O Inaf - Indicador de Alfabetismo Funcional - é um indicador que mede os níveis de alfabetismo funcional da população brasileira adulta. O objetivo do Inaf é oferecer à sociedade informações sobre as habilidades e práticas de leitura, escrita e matemática dos brasileiros entre 15 e 64 anos de idade, de modo a fomentar o debate público, estimular iniciativas da sociedade civil e subsidiar a formulação de políticas nas áreas de educação e cultura". [fonte: http://bit.ly/fL4RcT]

Segundo o indicador, existem 4 níveis de alfabetismo:

Analfabeto
- quem não consegue realizar tarefas simples que envolvem a leitura de palavras e frases.


Rudimentar - pessoas com a capacidade de localizar uma informação explícita em textos curtos e familiares.

Básico - pessoas que leem e compreendem textos de média extensão, localizam informações mesmo que seja necessário realizar pequenas inferências.

Pleno - pessoas cujas habilidades não impõem restrições: lêem textos mais longos, analisando e relacionando suas partes, comparam e avaliam informações, distinguem fato de opinião, realizam inferências e sínteses.


De acordo com o site, a última pesquisa a ter seus dados divulgados foi a de 2009. Eu li rapidamente alguns resultados e e gostaria de expor um fato(?) aqui:




Analisando a tabela, percebemos que o Analfabetismo e o alfabetismo rudimentar (índices negativos) diminuíram bastante entre os anos de 2001 e 2009. Além disso, podemos afirmar - indubitavelmente - que o alfabetismo Básico é o que apresentou mais mudança: 13 pontos percentuais de melhora nesse mesmo período.

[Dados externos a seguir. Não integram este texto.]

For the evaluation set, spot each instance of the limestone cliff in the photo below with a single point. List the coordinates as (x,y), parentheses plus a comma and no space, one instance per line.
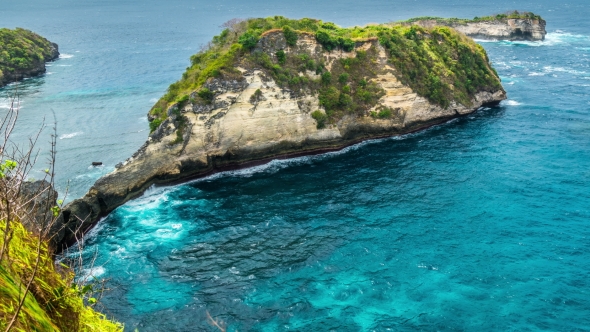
(519,26)
(23,54)
(250,112)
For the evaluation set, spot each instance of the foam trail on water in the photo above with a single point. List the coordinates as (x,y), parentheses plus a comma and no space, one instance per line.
(511,103)
(66,136)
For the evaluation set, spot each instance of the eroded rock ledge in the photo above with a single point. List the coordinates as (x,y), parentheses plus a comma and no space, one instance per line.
(23,54)
(251,120)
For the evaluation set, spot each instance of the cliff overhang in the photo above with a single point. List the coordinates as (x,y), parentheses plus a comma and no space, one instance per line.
(267,93)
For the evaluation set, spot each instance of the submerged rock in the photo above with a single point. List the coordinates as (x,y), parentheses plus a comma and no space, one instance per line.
(249,115)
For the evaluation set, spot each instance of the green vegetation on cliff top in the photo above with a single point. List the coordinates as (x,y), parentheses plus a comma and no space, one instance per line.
(22,50)
(492,18)
(438,63)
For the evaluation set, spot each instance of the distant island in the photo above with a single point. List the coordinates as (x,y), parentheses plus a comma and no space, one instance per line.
(514,26)
(23,54)
(274,87)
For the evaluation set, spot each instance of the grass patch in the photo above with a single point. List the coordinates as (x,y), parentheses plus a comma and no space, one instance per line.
(437,63)
(55,302)
(22,50)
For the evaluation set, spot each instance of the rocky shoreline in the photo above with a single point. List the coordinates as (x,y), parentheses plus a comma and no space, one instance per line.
(234,131)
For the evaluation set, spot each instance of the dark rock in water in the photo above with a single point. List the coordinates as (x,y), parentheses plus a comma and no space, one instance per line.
(40,198)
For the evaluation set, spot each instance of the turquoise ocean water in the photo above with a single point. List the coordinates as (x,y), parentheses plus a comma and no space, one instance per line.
(478,224)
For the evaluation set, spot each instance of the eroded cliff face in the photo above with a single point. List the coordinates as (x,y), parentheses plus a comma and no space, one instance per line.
(237,130)
(509,29)
(37,67)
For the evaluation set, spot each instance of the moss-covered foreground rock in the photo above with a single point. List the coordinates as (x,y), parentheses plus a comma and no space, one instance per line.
(275,88)
(54,302)
(23,54)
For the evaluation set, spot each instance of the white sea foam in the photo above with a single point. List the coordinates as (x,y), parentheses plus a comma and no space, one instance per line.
(95,272)
(511,103)
(551,69)
(66,136)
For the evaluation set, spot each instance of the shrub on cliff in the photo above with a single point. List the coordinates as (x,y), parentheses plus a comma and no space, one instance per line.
(437,63)
(21,51)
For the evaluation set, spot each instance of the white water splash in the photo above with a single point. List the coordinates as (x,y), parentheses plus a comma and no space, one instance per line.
(66,136)
(511,103)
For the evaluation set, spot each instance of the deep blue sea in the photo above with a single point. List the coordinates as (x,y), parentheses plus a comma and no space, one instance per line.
(480,224)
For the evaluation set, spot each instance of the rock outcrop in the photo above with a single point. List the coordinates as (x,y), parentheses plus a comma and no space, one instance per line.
(252,119)
(517,29)
(39,198)
(34,51)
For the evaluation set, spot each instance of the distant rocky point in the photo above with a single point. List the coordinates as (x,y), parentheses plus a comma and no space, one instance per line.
(513,26)
(23,54)
(273,87)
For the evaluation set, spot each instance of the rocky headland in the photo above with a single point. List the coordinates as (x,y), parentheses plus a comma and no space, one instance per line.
(23,54)
(276,88)
(513,26)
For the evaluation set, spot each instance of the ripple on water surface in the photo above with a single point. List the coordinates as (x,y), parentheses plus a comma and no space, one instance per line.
(479,224)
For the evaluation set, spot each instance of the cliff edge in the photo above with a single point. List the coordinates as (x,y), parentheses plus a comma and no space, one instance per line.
(274,88)
(23,54)
(513,26)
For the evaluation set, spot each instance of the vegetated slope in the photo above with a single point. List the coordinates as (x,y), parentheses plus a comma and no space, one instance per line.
(492,18)
(510,26)
(438,63)
(273,88)
(23,53)
(54,302)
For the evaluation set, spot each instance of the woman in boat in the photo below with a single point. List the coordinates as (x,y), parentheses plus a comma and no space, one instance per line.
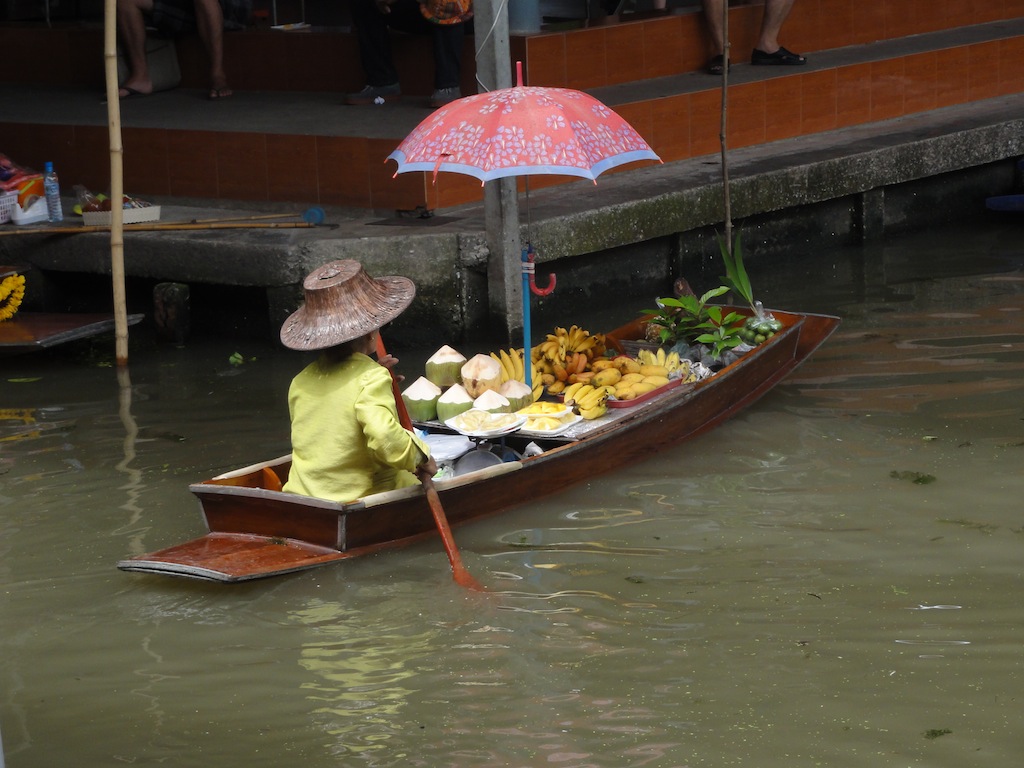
(346,437)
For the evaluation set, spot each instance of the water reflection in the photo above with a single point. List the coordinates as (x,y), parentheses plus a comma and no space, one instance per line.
(776,593)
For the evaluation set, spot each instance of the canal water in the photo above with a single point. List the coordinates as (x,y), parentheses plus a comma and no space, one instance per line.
(830,579)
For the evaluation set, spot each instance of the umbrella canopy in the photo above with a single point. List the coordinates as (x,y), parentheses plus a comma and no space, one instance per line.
(522,131)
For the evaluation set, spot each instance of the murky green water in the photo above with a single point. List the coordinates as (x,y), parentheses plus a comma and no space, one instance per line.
(768,595)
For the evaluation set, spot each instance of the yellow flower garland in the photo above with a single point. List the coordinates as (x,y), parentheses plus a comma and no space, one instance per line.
(11,295)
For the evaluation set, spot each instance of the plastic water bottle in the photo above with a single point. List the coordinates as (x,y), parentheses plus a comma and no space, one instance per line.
(51,187)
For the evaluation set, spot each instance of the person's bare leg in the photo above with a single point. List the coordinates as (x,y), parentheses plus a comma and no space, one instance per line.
(713,14)
(775,13)
(210,25)
(131,26)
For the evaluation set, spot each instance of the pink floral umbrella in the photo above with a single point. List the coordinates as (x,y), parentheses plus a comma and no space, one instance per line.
(522,131)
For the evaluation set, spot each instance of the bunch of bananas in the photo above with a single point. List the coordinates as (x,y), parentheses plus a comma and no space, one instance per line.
(591,401)
(671,361)
(564,356)
(513,365)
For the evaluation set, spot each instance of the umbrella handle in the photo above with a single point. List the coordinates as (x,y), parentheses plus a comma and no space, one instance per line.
(528,270)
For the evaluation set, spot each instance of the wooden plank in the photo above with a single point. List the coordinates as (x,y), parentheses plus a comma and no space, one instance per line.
(28,331)
(239,504)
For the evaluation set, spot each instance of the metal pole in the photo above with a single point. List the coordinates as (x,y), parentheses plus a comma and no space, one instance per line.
(501,203)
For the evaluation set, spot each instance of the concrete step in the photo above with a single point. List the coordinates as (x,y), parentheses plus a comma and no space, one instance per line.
(303,147)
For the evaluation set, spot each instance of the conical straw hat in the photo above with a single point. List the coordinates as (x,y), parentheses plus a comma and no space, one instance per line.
(344,303)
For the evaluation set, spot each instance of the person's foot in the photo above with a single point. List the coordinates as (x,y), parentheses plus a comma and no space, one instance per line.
(375,94)
(781,56)
(443,96)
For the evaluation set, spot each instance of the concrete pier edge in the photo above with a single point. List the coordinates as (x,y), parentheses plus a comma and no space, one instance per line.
(636,227)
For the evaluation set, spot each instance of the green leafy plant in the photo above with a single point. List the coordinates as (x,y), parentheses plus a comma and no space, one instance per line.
(735,273)
(680,320)
(721,333)
(693,321)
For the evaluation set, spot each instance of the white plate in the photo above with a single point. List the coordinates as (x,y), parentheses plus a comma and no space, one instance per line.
(552,432)
(444,448)
(507,429)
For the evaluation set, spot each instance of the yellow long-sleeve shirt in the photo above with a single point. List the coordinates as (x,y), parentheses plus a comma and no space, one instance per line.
(346,438)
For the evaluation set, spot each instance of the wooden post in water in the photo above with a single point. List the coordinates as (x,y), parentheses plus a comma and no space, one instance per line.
(117,182)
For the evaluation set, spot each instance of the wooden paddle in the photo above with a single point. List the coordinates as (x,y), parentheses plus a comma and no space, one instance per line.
(462,577)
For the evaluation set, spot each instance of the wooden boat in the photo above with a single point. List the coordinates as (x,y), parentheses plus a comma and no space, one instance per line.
(257,530)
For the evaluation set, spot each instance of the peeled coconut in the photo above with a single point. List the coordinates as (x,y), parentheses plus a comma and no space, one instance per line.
(421,399)
(480,374)
(493,402)
(517,393)
(455,400)
(444,367)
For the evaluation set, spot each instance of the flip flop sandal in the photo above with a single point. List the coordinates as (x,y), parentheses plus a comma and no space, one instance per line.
(781,56)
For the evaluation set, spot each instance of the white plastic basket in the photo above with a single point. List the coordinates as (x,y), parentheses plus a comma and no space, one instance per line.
(7,202)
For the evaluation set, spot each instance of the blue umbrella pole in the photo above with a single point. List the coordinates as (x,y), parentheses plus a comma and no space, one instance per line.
(527,271)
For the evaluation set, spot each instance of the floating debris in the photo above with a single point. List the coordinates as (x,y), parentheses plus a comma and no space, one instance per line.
(919,478)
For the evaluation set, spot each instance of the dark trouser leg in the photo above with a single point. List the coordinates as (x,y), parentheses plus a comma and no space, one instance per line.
(375,43)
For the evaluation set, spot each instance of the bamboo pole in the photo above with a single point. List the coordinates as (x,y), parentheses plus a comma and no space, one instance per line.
(117,182)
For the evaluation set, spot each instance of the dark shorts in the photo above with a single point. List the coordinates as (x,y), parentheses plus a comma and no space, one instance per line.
(176,16)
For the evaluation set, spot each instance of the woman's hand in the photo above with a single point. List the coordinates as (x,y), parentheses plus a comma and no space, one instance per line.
(426,470)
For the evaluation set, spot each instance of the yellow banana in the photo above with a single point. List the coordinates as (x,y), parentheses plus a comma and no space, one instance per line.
(592,398)
(571,389)
(586,344)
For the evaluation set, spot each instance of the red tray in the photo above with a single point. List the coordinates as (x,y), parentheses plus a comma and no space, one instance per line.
(673,383)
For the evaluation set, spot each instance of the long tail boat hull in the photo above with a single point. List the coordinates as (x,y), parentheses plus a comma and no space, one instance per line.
(257,530)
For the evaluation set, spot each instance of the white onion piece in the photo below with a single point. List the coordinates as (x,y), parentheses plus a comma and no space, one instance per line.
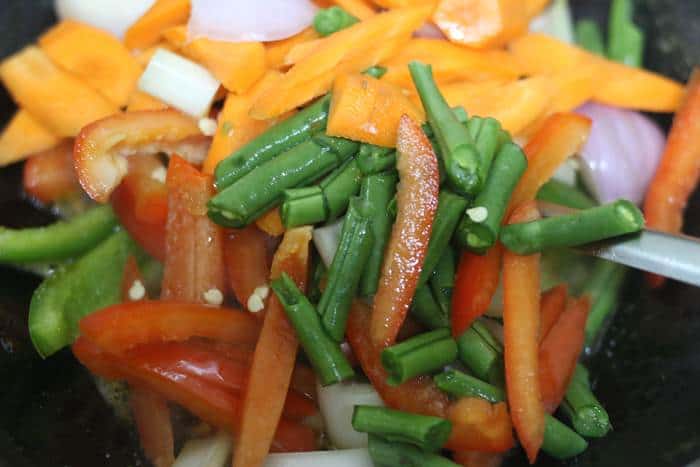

Muito bom!

Pera aí?! Muito bom? Vamos relembrar as habilidades de uma pessoa "basicamente alfabetizada":


As pessoas classificadas neste nível podem ser consideradas funcionalmente alfabetizadas, pois já lêem e compreendem textos de média extensão, localizam informações mesmo que seja necessário realizar pequenas inferências, lêem números na casa dos milhões, resolvem problemas envolvendo uma seqüência simples de operações e têm noção de proporcionalidade. Mostram, no entanto, limitações quando as operações requeridas envolvem maior número de elementos, etapas ou relações.


Quem aí se deu conta de que o Brasil, em 2009, tem a ultrajante parcela de 25% de cidadãos entre 15 e 64 anos plenamente alfabetizada??? 3/4 dos brasileiros (sobre)vivem sem compreender linguagens complexas (sejam elas verbal ou matemática).

Ao ver um simples gráfico como esse com o mínimo de criticidade, podemos compreender um pouco mais da nossa realidade, passamos a ter algumas respostas para as típicas perguntas: "como BBB faz sucesso?", "quem votou no Tiririca?", "quem votou no Collor?", "por que os professores ganham tão mal?"...

Entrem no site e tirem suas próprias conclusões [http://bit.ly/fL4RcT], mas a minha opinião é a de que há "orgulho" (leia-se marketing político) de exibir estatísticas sobre um analfabetismo que tende a zero, e há a cara de pau de omitir (leia marketing político) que os ditos alfabetizados - na verdade - não sabem ler.